La difficile préservation de la ­bio­diversité n’est pas seulement destinée à conserver un vaste champ d’observation et un terrain de jeu aux naturalistes, ni à protéger les quelques espèces d’oiseaux ou de mammifères emblématiques que tout le monde connaît pour les avoirs « vus à la télé » ou, plus rarement, dans le milieu naturel. L’enjeu de la biodiversité, au-delà des plaisirs de l’observation dans la nature, est d’abord économique et social. La nécessaire ­préservation concerne toutes les plantes et les arbres cultivés, dont le nombre de variétés diminue régulièrement et rapidement sous l’action des grandes sociétés agroalimentaires, celles-ci poussant, voire contraignant, les agriculteurs à n’avoir recours qu’à quelques-unes des variétés qu’elles ont sélectionnées ou inventées, ne serait-ce que pour pouvoir en ­vendre les plants ou les semences.

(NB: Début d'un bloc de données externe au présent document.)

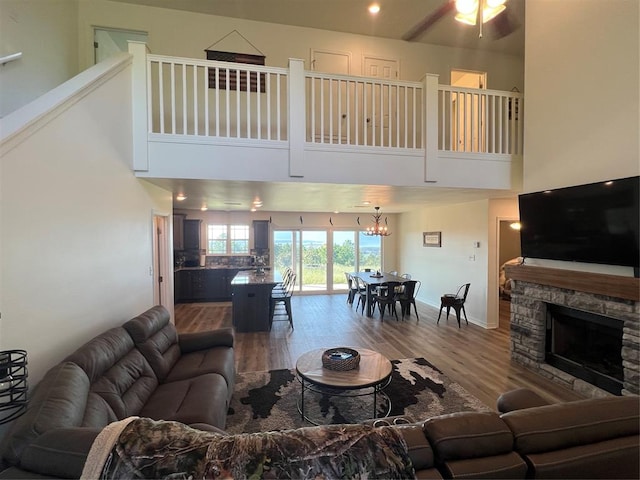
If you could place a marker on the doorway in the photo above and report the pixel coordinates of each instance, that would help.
(162, 288)
(508, 254)
(109, 41)
(468, 111)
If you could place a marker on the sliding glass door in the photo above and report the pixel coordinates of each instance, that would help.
(321, 257)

La création d’hybrides qui ne peuvent pas se reproduire à l’identique et les semences OGM illustrent ce système. Quelques variétés sont ainsi devenues la rente exclusive d’une poignée de multinationales. Combien de genres de pommes trouve-t-on dans une grande surface ou même sur un ­marché, alors qu’il y a deux cents ans existaient en France environ cinq mille sortes de pommiers, chacune adaptée à un sol, à des habitudes ou à un microclimat ? La même remarque vaut pour les céréales, les salades et de nombreux légumes. Conséquence évidente : ces derniers n’étant plus vraiment adaptés à un climat ou à un sol, il faut compenser avec des engrais et des pesticides. Indice visible de la disparition de cette biodiversité, les maraîchers font pousser en France et sur la planète entière les mêmes salades ou les mêmes carottes. Cette simplification du patrimoine mondial concerne également quelques races de bovidés, de porcs ou de moutons, exploitées sur tous les continents aux dépens des races locales adaptées à une région ou à un type de nourriture. Aujourd’hui, la vache Prime Holstein élevée au tourteau de soja domine le monde entier. Au risque d’une simplification non sans danger, comme pour les fruits et légumes.

La préservation de la biodiversité sauvage est essentielle, et la simplification du milieu dit naturel est dangereuse, car il faut conserver un capital à même de remplacer ou de conforter un patrimoine domestique de plus en plus fragilisé, à la merci d’une maladie destructrice, et qu’il faudrait remplacer en cas de catastrophe sanitaire, par exemple. Comme cela s’est produit dans le passé pour le maïs, la vigne, la poule ou le mouton.
D’autre part, les milieux naturels recèlent encore de nombreuses promesses de médicaments ou d’éléments nutritifs à venir. Les scientifiques avancent que si 2 millions d’espèces ont été répertoriées, il en reste au moins 6 millions, notamment pour les plantes, les invertébrés, les insectes, voire les poissons, encore mal ou pas identifiées. Et, tandis que le milieu naturel s’appauvrit, les chercheurs-chasseurs des grandes multinationales se dépêchent de parcourir la planète pour isoler de précieux gènes et des principes actifs à breveter pour les revendre.